Heavily involved on campus, Hauer is a member of Study Buddies, cross country, and track and field.
Hauer has been a part of the Cross Country team since her freshman year. She has competed in 27 cross country races between 2009 and 2012. She has also earned All-Conference honors and All-Region distinction both three times in 2010, 2011, 2012. Finishing strong in her senior season, Hauer took 12th with a time of 23:01.0, recorded as her best finish at the MIAC Championships and 56th at NCAA National Championships with a 6k time of 22:26.
In addition to her athletic prowess, Hauer has spent her time at Gustavus in many different bands, including the Gustavus Wind Orchestra, the Vasa Wind Orchestra, the Gustavus Jazz Lab Band, Trombone Choir, and the Tuba-Euphonium Ensemble. Her primary instrument is the euphonium.

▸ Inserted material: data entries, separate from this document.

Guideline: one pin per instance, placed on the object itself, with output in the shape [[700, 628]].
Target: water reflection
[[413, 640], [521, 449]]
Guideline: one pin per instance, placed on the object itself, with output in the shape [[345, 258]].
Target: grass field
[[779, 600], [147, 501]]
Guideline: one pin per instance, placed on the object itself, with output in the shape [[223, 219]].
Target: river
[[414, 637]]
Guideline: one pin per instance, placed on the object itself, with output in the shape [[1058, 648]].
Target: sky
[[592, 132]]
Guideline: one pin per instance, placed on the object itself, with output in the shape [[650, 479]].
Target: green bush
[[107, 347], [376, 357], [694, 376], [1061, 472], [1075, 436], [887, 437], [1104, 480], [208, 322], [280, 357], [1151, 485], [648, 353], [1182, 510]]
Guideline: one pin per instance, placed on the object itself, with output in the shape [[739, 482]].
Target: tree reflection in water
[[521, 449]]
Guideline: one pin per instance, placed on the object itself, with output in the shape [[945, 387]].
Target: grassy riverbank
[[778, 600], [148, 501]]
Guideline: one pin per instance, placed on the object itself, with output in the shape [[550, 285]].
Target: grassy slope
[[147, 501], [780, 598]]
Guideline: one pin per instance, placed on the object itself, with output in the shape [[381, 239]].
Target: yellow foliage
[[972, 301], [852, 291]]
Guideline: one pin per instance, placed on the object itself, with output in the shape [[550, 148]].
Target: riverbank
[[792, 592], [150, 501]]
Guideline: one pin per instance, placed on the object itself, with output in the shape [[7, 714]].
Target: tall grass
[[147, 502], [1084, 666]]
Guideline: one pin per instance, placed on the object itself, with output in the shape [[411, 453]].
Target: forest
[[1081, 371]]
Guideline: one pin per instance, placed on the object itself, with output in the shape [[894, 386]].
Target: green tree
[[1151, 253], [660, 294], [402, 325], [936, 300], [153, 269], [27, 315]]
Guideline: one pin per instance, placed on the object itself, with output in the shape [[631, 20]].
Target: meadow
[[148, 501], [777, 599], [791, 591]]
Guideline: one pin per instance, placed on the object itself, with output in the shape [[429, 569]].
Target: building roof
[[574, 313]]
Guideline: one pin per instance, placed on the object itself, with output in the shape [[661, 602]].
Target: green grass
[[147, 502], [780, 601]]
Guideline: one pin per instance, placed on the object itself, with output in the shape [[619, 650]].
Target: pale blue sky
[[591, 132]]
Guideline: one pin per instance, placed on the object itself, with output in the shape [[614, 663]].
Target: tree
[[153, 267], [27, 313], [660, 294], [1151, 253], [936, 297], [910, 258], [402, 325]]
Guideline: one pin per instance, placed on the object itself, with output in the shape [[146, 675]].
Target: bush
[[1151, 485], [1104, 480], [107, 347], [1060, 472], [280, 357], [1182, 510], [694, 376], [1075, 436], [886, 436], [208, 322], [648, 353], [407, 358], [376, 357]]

“I’m currently searching for a instrumental music teacher job and am planning to attend a summer program, hopefully at Vandercook College of Music in Chicago, for graduate school to pursue my master’s in music education,” Hauer said. “This program requires that you teach for two years before beginning the program so I’m hoping to teach next year to get experience and then begin the master’s program the following summer,” Hauer said.
Junior Physics Major James Trevathan is the recipient of a 2013 Barry M. Goldwater Scholarship. The Goldwater Scholars were selected on the basis of academic merit from a field of 1,107 mathematics, science, and engineering students who were nominated by the faculties of colleges and universities nationwide, with 271 students receiving the award. The award covers the cost of tuition, fees, books, and room and board up to a maximum of $7,500 per year for two years.
“I am planning on a career researching medical imaging techniques,” Trevathan said. “To do this, I am completing a physics major, and medical school pre-requisites. I plan to attend an M.D./Ph.D. dual-degree program where I will study biomedical engineering. I plan to have a career conducting research in medical imaging,” Trevathan said.
Trevathan, the 19th student at Gustavus to win a Goldwater Scholarship since 1992, has taken advantage of many of the opportunities at Gustavus from doing independent research projects with several members of the Physics Department and exceling as a leader in classes. This past summer, Trevathan earned an opportunity to intern at the Mayo Clinic. He worked under the direction of Dr. Cynthia H. McCollough at the Mayo Clinic’s CT Clinical Innovations Center.
“Outside of classes I am involved in the Society of Physics Students which I am a co-president. I also enjoy outdoor activities such as camping, back-packing, and in particular rock climbing. Because of this I have become involved in Gustavus Outdoor Enthusiasts and am on the leadership of the organization,” Trevathan said.